Last year guitarist Eli Winter, while still in college, put out his debut album following the experience of Hurricane Harvey in Houston. The storm soaked into a few of the pieces on The Time to Come, but primarily has bright bits of post-disaster hope. That album came out in a time of relative calm, but as Winter began his follow-up release, we entered the coronavirus era. It seems like a young musician can’t catch a break these days. Undeterred, Winter proceeded with Unbecoming, a forceful record that shows him taking the big step that his previous work promised.

That first record, residing in at least the neighborhood of American primitive, had plenty of technique and a sharp, clear sound, but Winter sounded a little as if he was testing the water (hurricane reference not intended). On tour following that release, he flexed a little more, showing assertiveness and a thicker tone. His references to Jack Rose as a major influence began to make more sense as he pushed himself into new places. Listening to Winter in person suggested that his future music might offer even more heft along with some surprises, and Unbecoming doesn’t disappoint.

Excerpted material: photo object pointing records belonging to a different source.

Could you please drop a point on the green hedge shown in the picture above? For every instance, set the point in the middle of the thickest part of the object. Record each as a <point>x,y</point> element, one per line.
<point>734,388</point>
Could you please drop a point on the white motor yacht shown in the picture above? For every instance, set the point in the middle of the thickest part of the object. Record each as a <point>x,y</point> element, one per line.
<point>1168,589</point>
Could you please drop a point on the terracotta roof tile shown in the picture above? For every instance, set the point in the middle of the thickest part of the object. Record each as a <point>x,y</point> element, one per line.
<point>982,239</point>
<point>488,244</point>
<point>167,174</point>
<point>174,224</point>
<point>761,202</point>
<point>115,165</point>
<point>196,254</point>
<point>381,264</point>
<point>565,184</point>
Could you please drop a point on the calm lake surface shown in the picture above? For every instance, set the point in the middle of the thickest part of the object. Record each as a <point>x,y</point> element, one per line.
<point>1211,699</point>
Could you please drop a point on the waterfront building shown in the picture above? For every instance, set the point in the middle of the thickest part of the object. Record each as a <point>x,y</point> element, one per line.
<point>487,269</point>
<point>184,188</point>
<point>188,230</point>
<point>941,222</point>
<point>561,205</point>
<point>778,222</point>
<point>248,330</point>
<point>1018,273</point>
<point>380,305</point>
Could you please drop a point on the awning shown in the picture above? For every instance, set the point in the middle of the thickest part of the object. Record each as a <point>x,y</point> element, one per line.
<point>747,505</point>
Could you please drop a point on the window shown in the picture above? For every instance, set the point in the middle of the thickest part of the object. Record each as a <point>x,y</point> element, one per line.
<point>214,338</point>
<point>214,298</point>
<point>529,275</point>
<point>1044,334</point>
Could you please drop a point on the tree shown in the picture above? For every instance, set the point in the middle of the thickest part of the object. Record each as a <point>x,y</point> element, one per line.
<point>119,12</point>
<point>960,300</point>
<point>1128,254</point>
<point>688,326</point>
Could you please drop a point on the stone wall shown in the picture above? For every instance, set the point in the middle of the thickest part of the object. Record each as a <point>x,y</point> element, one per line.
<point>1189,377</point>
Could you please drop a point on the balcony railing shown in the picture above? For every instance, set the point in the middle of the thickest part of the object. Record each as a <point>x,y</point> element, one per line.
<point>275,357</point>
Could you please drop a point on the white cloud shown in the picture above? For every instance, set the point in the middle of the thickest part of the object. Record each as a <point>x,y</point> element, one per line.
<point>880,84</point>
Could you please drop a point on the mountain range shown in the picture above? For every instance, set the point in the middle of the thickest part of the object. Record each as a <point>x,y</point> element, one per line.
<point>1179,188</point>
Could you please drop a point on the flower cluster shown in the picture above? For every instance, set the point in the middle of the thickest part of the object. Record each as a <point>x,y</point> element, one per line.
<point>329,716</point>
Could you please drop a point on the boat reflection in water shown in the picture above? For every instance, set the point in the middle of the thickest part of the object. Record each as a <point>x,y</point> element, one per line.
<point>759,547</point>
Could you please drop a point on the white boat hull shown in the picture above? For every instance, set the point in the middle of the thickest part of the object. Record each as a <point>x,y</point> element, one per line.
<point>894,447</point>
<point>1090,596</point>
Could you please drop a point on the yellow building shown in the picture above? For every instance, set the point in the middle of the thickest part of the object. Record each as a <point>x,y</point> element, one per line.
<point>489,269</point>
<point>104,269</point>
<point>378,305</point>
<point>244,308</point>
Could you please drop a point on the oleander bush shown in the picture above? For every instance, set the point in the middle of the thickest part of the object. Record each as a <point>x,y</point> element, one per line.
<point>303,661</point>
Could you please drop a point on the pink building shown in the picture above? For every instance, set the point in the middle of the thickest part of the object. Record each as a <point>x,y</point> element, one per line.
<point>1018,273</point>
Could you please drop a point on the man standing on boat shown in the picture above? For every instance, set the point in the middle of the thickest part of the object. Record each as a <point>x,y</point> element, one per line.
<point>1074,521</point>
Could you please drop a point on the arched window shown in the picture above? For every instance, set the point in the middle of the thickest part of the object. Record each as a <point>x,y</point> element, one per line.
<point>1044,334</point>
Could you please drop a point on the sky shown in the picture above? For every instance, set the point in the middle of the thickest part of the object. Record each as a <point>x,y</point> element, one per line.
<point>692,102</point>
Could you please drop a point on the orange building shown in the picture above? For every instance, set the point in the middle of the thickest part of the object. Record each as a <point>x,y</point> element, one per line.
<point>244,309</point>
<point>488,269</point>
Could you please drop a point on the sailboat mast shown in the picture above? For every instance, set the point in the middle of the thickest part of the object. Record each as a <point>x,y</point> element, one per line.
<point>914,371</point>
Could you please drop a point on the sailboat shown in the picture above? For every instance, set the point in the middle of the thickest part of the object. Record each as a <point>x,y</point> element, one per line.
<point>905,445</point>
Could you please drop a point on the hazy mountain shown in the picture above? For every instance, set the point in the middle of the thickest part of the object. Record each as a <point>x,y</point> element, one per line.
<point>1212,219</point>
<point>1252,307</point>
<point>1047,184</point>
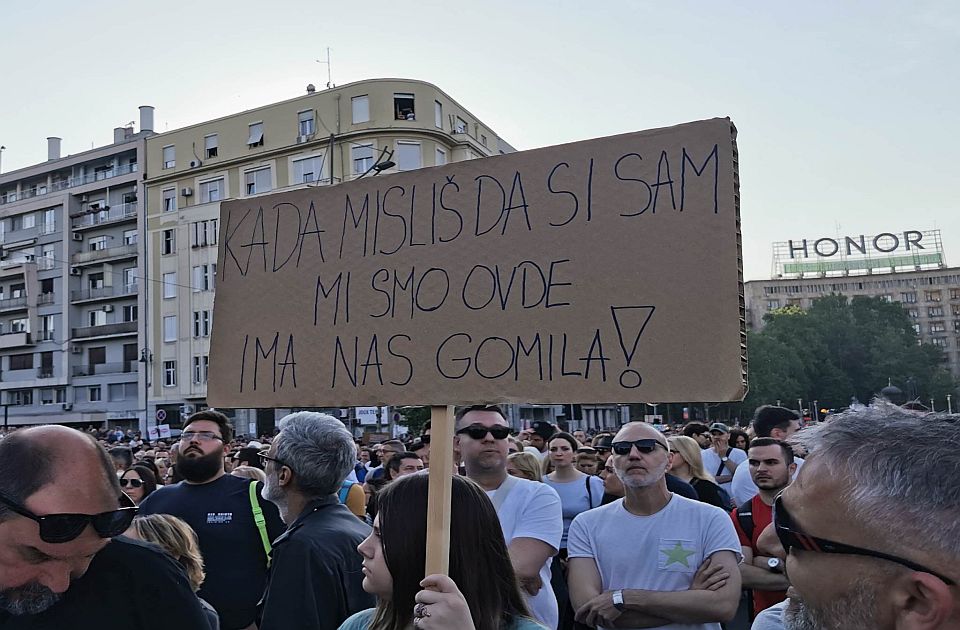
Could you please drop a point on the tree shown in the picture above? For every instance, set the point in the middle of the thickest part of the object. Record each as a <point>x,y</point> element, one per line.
<point>839,349</point>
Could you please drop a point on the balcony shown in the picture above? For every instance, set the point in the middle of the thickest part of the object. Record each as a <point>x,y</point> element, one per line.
<point>98,255</point>
<point>96,369</point>
<point>123,328</point>
<point>101,293</point>
<point>15,340</point>
<point>115,214</point>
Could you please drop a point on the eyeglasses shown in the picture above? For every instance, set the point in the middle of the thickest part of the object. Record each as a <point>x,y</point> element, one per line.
<point>645,447</point>
<point>791,538</point>
<point>61,528</point>
<point>200,436</point>
<point>478,432</point>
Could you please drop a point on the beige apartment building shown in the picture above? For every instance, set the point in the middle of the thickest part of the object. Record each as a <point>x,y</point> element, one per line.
<point>317,139</point>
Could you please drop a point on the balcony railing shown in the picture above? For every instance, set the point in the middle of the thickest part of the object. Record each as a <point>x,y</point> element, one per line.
<point>103,292</point>
<point>104,368</point>
<point>105,329</point>
<point>123,212</point>
<point>72,182</point>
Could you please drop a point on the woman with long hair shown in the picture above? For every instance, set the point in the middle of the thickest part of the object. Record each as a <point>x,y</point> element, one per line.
<point>686,463</point>
<point>481,592</point>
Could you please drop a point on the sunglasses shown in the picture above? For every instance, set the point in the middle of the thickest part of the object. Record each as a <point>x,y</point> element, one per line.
<point>792,538</point>
<point>478,432</point>
<point>645,446</point>
<point>61,528</point>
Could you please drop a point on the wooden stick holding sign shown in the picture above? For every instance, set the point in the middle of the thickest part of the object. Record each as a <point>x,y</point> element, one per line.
<point>441,482</point>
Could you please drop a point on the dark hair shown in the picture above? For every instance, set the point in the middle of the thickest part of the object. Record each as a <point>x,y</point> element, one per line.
<point>223,422</point>
<point>479,561</point>
<point>462,411</point>
<point>784,448</point>
<point>770,417</point>
<point>148,477</point>
<point>695,428</point>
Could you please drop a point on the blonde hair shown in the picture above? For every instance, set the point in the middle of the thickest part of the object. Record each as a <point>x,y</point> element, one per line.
<point>249,472</point>
<point>175,537</point>
<point>689,450</point>
<point>527,463</point>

The album begins with the ambitious 22-minute “Either I Would Become Ash”, a piece that poses challenges to which Winter rises. He based the piece on poet Tory Dent’s writing on living with AIDS, working through the complexity of both being stuck in the shadow of imminent mortality and the possibility of escape. Winter’s piece runs as a narrative arc, the slow strums of the opening allowing each note to fill space as he creates tension. He uses his low strings more throughout, deepening the background tone as he moves through this story. By blending melodic ideas with more abstract expressions, Winter performs a piece worth of attentive listening. He builds to joy in the middle of the piece, but it’s not a victorious number – the shadow returns by the end, the lengthy rests bringing a renewed thoughtfulness to a meditation that briefly soared.

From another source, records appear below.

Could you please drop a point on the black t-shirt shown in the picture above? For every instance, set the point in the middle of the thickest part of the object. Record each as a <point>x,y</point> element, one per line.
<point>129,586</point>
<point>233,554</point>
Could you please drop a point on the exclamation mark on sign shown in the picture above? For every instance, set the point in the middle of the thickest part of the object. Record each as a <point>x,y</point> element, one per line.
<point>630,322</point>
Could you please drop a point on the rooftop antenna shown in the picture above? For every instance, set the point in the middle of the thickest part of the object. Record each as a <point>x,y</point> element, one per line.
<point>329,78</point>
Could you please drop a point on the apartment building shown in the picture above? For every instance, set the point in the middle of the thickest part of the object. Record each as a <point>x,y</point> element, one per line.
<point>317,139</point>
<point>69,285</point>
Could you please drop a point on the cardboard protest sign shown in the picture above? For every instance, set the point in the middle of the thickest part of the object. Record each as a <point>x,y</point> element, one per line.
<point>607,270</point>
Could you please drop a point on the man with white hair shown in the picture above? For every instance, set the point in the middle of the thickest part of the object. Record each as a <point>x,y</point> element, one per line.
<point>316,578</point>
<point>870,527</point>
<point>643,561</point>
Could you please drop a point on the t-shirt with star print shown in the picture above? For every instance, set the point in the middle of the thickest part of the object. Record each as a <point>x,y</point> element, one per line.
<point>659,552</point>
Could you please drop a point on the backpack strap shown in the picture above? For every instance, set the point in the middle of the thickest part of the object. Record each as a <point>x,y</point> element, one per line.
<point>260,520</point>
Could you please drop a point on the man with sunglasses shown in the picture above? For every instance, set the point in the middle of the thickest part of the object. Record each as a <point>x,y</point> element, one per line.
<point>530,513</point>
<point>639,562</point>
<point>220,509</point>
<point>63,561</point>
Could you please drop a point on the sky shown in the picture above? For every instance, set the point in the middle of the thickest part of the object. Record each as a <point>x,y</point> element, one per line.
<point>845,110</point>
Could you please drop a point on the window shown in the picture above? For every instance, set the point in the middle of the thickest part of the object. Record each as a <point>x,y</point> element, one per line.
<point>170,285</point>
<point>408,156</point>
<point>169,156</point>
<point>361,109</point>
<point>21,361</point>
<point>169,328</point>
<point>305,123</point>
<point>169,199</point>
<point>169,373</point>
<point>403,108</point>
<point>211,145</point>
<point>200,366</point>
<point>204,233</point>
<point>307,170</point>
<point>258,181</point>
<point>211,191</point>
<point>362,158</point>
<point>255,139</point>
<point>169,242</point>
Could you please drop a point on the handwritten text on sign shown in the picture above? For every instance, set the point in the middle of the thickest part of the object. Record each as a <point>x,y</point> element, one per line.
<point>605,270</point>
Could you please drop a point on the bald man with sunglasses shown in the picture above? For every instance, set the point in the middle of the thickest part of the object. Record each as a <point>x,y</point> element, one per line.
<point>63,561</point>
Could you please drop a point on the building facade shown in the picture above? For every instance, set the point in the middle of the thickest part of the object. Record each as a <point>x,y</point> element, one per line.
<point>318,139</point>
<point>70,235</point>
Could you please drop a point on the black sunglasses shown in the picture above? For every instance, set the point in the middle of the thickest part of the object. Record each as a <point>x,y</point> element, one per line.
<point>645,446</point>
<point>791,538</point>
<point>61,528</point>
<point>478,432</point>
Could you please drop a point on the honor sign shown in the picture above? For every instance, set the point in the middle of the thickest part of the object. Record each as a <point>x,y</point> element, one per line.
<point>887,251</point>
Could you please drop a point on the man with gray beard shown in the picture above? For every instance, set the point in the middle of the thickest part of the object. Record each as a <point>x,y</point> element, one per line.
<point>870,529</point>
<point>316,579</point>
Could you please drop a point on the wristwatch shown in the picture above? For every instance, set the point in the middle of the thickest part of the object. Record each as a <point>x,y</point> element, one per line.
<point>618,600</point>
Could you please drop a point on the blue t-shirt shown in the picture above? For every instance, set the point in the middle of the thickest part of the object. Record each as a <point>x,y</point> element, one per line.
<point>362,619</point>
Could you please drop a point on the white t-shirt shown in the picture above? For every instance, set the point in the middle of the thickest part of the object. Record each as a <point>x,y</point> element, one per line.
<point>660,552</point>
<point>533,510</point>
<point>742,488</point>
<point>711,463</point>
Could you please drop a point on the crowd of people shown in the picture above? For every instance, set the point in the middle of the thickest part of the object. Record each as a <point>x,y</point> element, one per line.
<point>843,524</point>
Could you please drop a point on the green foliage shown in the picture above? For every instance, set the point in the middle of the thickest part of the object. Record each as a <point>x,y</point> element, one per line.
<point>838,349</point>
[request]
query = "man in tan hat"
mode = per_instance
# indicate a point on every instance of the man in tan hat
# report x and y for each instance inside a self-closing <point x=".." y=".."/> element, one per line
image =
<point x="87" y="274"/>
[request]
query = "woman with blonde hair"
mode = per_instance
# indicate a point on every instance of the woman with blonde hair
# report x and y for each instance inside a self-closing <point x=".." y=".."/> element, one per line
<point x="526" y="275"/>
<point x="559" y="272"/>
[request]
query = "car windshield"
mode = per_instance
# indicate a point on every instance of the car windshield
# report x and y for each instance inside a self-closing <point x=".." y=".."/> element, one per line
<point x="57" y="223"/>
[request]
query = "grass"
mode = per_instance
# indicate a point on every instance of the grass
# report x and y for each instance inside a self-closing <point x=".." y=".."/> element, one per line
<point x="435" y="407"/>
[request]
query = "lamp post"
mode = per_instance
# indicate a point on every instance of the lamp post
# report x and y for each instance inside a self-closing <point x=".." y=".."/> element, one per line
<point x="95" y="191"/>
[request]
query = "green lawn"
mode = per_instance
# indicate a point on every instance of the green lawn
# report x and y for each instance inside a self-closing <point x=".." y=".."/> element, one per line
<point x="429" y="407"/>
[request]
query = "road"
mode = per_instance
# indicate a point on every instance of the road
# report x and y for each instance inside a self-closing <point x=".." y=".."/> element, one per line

“Dark Light” maintains that sort of crepuscular ambivalence. The cut comes from a plugged-in live performance, and the recording captures the space. The track fills itself with more experimental noise than usual, but also with empty space, or at least empty aside from the resonance of the notes in a small area (and the audience). It’s a different sort of Winter here, a reminder that he’s still discovering how many paths he can follow.

One of those paths, perhaps the most unexpected one, includes leading a band. His single (a term used laconically for a seven-minute experiment) “Maroon” features a pedal steel guitar (Sam Wagster of Mute Duo), drums (Circuit Des Yeux’s Tyler Damon), and another guitarist (old-time expert Cameron Knowler). The piece starts with a full sound and Winter’s picking just a part of an ensemble work. Wagster’s tone sets the song somewhere out West, but it’s no country number. Pedal steel has long since proven itself to be more flexible than it used to seem, and Wagster builds the sort of atmosphere that suits Winter’s general aesthetic (this band’s no more likely to take the stage with Robert Randolph than they are with Susan Alcorn). The wonderful writing and group cohesion makes for a nice new entry in Winter’s growing catalog.

Each piece works on its own, suggesting separate directions: inventive epics, a full-band album, electric experiments that put deep listening in the Chicago underground. Even so, Unbecoming coheres around Winter’s sensibilities. That unity might be formally pleasing, but it’s more exciting to listen to Winter start to really test himself and figure out what’s out there for him. His leap over the past year shows us that we’re seeing an artist in the process of (album title aside) genuinely becoming.